Adobe's Apollo Aims To Take Web Apps Offline
Adobe's fledgling Apollo project aims to let developers easily make Web applications available for offline use.
June 15, 2006
Adobe is cooking up a new project that aims to unfurl a snag in the Web 2.0 rush toward Web applications: How can users interact with those applications when they're offline?
Separate offline application clients are the traditional workaround, but developing them is difficult. Adobe's fledgling Apollo project aims to create a middleware layer that will allow developers to easily build in hooks for portability to an offline client.
The project is one of the first fruits of Adobe's merger with Macromedia late last year, according to Adobe Chief Software Architect Kevin Lynch, who came from Macromedia and worked on the companies' integration team. Apollo sprung from discussions about how Adobe can help developers leverage its broad collection of content presentation technology, which includes Flash, PDF and the Flex development framework.
Adobe envisions Apollo hewing to the business model it uses with Flash and Adobe Reader. Client downloads and much of the back-end specification technology will be free. Commercial Adobe products, such as its Flex Builder IDE, will include tools to help developers build Apollo integration. Eventually, Lynch envisions end users of Apollo-compatible Web applications clicking a button to launch the client and make the Web application they're using available offline.
Apollo is still in the incubation stage, and few details are available on the fledgling technology. Adobe plans to post a developer release on its Adobe Labs site "sometime this year," Lynch said, adding that a formal release is slated for the first half of next year.The new Apollo venture comes as Adobe is fortifying its product line against a looming onslaught from Microsoft, which is working on a host of new technology aimed squarely at Adobe's customer base.
Microsoft's Expression line of software for Web developers and designers will go head to head with Adobe products like Dreamweaver and Flex. Also, Microsoft's upcoming Windows Vista operating system and its underlying Windows Presentation Foundation include document format and rich-application features that could undercut Adobe's PDF and Flash. The growing tension between the two giants recently escalated into a murky wrangle about how deeply Microsoft will incorporate PDF support into Office 2007.

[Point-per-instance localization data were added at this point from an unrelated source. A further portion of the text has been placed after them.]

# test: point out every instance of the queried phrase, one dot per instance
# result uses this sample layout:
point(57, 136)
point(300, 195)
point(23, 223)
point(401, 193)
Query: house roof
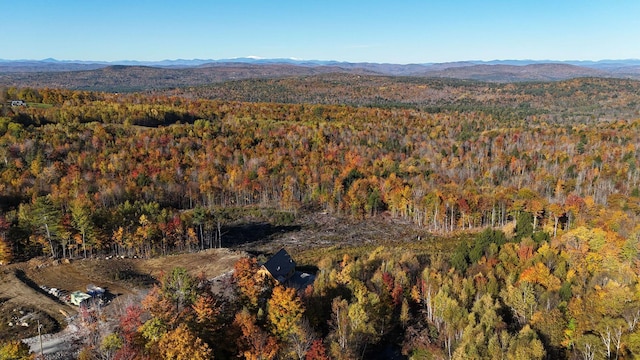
point(281, 265)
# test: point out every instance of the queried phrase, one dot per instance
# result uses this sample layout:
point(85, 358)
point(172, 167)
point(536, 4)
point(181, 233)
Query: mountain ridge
point(140, 75)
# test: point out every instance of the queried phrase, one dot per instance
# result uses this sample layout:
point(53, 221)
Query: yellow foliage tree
point(182, 344)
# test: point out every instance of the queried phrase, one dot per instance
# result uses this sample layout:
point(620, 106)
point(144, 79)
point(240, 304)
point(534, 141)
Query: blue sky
point(356, 31)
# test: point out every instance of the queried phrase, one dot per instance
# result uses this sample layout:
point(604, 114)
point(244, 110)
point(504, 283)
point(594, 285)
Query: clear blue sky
point(357, 31)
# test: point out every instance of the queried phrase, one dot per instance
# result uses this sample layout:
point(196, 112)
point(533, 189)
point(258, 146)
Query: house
point(78, 297)
point(280, 266)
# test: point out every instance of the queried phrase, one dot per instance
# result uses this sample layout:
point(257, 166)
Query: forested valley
point(533, 187)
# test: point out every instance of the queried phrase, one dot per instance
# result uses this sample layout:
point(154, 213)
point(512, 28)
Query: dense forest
point(545, 174)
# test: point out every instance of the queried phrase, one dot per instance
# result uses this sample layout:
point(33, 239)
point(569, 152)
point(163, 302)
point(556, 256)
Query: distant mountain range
point(136, 75)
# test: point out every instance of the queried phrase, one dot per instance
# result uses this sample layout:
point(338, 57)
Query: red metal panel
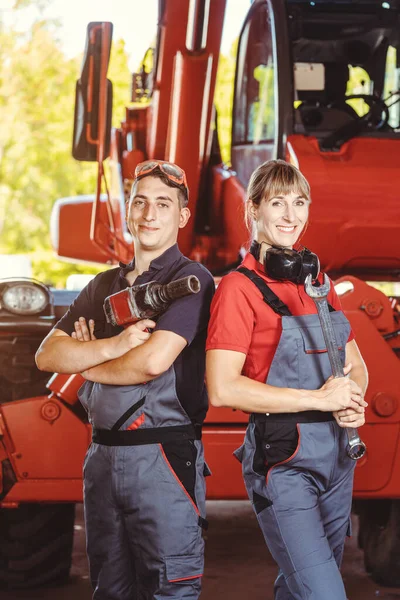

Although much of Microsoft's new technology won't be ready until late this year at the earliest, Adobe is on the verge of releasing a major overhaul of its Flex framework. Released in beta form in February, Flex 2.0 is due to ship at the end of the month. The new Flex includes major changes to the framework's packaging and licensing model, with Adobe breaking out the Flex Builder IDE and making it available for purchase separately from Flex's enterprise data services tools.